We transcribe the text in what we think of as “reading order”. The principle to follow here is the reading order of the text elements themselves, rather than a strict top-to-bottom, left-to-right reading. So for instance we often encounter chunks of text (often in the closers of letters or in cast lists) which are printed in separate text blocks with internal line breaks, and which if transcribed strictly from top to bottom and from left to right would violate the sense of the text. (See example 1.) In these cases, we determine the order of the chunks using the principle of “reading order” outlined above, and then transcribe each chunk as a whole (not interrupted by pieces of other chunks). In cases where there are large differences in font size between different chunks of text, the text whose baseline is higher up on the page is considered to be closer to the “top” and hence would be read before text with a baseline further down, even if the top of the latter chunk is higher up.

The principle of reading order also applies to things like multi-column layouts, where we encode the text within the division or paragraph as it flows, with the columns encoded in the order in which they would be read. Similarly, it governs the encoding of scripts which are read from right to left rather than from left to right: within a <quote> element, a Hebrew quotation (if printed right to left) would be transcribed from right to left, with the actual direction of the script recorded in a renditional attribute or in some other manner.
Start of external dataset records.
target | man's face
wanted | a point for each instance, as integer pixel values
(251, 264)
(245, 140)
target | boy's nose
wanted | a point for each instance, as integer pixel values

There are occasionally anomalous cases where the strict principle of top-bottom, left-right transcription does not yield an appropriate reading order; in some cases this is obvious and in others it may be merely a suspicion (if the text’s meaning is unclear). For example, a sign reading:




would be transcribed <p>Chicken Crossing</p><p rend="case(allcaps)">Slow</p>, but it’s clear that the word “Slow” is probably meant to be read first, since it is the largest and most important to the sense. In these kinds of cases the encoder may need to use judgment to determine the correct transcription order. However, in cases where the meaning of the text is completely unclear, our regular rule should be followed to avoid ambiguity.